I finally got far enough in my summer reading pile to reach the May 2006 PMLA, which includes a higher-than-normal percentage of articles that I felt compelled to read. Gregory Jackson's article on homiletic novels is pretty interesting, as are Juniper Ellis's exploration of tattoos in Samoan literature and Paul Acker's "Horror and the Maternal in Beowulf."
Best of all, though, is the round-table discussion titled "What Can a Journal Essay Do?" It's punchy, clever, accessible, and full of information so helpful I read part of it to a class full of upper-level literature students making their first foray into literary theory. (There's actually a cheesy acronym! In PMLA!)

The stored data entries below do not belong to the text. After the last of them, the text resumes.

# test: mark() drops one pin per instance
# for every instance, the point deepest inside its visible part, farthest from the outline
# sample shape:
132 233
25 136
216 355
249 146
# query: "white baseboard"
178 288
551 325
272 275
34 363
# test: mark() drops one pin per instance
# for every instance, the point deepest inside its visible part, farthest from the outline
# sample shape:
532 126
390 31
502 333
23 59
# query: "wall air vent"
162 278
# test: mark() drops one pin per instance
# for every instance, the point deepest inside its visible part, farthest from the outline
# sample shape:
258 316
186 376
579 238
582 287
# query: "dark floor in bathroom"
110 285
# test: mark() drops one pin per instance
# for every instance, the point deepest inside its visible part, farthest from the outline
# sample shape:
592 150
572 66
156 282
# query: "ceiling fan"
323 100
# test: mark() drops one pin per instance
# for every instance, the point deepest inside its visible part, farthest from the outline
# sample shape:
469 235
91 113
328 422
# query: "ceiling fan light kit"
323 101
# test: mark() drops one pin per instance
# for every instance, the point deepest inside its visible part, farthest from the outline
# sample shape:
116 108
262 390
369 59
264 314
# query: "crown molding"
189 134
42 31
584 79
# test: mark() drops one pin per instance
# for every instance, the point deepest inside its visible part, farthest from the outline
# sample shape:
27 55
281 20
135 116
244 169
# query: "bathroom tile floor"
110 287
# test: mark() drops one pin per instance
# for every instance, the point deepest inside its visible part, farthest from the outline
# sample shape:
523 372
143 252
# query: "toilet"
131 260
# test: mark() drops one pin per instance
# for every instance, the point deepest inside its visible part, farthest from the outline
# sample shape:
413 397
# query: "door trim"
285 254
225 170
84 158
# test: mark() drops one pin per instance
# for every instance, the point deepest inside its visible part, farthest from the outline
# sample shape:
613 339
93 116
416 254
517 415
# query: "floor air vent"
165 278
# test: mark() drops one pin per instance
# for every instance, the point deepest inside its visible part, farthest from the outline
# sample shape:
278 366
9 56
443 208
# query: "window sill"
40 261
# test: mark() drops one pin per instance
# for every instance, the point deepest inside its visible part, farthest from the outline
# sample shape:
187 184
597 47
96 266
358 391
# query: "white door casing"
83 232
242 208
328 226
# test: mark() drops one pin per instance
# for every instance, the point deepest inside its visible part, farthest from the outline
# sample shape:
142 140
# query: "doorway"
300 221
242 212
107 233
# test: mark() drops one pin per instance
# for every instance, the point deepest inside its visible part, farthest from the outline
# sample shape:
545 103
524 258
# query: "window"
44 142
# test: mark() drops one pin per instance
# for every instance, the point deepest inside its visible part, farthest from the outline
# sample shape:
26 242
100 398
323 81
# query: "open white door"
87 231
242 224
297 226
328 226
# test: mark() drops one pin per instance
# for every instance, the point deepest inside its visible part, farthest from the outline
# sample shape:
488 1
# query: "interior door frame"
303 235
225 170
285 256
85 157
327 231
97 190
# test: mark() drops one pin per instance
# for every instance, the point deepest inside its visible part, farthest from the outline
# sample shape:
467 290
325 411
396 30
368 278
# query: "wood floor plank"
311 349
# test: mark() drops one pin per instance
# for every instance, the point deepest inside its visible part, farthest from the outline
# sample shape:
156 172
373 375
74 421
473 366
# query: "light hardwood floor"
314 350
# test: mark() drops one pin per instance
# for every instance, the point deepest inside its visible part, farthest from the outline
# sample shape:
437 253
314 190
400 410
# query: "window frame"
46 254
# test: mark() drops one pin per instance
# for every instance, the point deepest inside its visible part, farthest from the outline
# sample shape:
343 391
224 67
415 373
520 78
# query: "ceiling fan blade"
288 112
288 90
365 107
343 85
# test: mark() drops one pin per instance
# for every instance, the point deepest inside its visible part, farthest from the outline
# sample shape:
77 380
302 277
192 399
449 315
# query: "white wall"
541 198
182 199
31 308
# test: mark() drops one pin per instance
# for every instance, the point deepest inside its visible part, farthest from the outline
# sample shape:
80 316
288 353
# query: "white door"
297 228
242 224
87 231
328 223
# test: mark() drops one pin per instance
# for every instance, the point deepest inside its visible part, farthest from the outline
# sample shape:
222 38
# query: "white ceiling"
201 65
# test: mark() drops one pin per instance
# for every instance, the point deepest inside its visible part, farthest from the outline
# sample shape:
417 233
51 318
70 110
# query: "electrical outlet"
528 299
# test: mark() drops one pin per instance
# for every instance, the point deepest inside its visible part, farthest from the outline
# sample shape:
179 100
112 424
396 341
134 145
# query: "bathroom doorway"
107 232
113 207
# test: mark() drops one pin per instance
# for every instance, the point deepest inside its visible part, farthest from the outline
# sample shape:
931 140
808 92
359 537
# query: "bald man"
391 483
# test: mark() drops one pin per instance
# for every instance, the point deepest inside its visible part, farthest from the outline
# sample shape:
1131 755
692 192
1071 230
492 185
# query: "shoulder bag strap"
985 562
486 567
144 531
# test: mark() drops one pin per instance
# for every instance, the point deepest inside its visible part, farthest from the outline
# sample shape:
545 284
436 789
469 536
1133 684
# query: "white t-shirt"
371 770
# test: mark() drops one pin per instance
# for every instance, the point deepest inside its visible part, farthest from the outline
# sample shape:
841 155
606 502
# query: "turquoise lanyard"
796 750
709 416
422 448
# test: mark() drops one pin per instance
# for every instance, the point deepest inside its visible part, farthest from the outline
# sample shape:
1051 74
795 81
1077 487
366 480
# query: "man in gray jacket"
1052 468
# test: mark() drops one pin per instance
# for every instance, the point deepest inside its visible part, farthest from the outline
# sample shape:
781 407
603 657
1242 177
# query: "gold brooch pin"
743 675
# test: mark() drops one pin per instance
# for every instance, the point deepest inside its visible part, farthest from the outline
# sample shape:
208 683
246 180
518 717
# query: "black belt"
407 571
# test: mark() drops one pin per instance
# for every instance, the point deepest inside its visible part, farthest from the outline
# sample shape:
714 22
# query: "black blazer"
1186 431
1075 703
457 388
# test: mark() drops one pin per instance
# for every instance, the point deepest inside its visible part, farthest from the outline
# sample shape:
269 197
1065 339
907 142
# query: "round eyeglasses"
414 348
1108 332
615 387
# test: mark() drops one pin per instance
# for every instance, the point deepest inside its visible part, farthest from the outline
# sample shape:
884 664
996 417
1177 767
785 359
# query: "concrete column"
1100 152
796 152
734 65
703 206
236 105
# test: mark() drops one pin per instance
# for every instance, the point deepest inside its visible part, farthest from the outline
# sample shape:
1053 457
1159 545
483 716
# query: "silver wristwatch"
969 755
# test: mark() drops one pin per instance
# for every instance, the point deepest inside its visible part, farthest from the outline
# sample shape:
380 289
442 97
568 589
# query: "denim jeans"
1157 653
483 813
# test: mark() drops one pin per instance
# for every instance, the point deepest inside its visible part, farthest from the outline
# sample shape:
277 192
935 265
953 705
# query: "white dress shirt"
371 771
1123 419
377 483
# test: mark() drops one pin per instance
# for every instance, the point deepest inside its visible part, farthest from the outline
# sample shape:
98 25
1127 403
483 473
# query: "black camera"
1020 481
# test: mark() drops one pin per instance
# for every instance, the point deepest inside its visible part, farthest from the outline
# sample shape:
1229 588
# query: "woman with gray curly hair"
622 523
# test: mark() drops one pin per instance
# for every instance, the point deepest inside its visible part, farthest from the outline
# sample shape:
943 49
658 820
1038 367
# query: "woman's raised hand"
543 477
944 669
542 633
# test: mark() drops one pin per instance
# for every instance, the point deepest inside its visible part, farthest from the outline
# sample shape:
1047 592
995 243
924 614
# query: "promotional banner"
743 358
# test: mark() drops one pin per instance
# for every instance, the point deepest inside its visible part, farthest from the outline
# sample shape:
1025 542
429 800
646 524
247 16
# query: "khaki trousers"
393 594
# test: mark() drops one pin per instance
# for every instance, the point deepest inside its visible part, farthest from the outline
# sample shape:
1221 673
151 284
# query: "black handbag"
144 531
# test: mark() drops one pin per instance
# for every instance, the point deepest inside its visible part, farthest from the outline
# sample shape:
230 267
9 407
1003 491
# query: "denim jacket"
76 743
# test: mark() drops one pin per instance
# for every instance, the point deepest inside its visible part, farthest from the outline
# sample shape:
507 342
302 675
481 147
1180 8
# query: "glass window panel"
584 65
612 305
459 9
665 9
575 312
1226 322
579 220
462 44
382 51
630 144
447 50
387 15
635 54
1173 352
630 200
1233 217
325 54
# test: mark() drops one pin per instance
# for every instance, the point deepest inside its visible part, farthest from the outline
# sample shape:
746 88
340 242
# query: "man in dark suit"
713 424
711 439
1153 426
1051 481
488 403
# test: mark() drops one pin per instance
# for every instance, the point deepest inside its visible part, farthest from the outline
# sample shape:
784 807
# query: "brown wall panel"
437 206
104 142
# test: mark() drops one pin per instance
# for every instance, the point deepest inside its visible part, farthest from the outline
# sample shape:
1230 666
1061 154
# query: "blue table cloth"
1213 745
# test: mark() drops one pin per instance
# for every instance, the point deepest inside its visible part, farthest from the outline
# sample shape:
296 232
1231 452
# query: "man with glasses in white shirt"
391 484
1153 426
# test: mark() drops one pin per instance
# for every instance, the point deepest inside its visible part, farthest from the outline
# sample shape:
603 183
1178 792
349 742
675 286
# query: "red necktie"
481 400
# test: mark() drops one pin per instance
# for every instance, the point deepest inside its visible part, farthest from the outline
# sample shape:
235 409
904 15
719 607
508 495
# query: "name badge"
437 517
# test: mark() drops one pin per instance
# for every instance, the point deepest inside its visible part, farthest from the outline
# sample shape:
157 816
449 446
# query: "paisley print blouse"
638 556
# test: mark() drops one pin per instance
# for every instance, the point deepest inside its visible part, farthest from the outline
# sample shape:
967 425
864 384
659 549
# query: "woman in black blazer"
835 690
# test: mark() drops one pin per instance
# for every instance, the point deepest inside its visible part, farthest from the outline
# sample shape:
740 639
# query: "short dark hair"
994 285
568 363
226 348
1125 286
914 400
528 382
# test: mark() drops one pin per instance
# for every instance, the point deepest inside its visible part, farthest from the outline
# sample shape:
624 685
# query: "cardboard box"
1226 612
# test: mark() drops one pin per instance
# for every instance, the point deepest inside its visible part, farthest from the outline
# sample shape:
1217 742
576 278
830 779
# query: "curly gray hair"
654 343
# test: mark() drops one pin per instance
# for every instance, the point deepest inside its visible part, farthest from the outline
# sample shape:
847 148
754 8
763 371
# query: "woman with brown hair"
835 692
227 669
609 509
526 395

Here is the paragraph I appreciated most, from Marianne DeKoven:
I would add that people shouldn't think they have to write a PMLA essay with a kind of high seriousness. I mean I think there's a sense that a PMLA article means that you are speaking from on high, you're laying down the law, to the profession. It can be whimsical; it can be daring and imaginative. We want to read interesting articles. We enjoy reading imaginative, engaged, well-written articles that feel passionately about their subject and are not just dry and careful; in fact, dry and careful is not what we're looking for, as I see it.
Important if true--and if this issue's articles are any indication, it may just be true.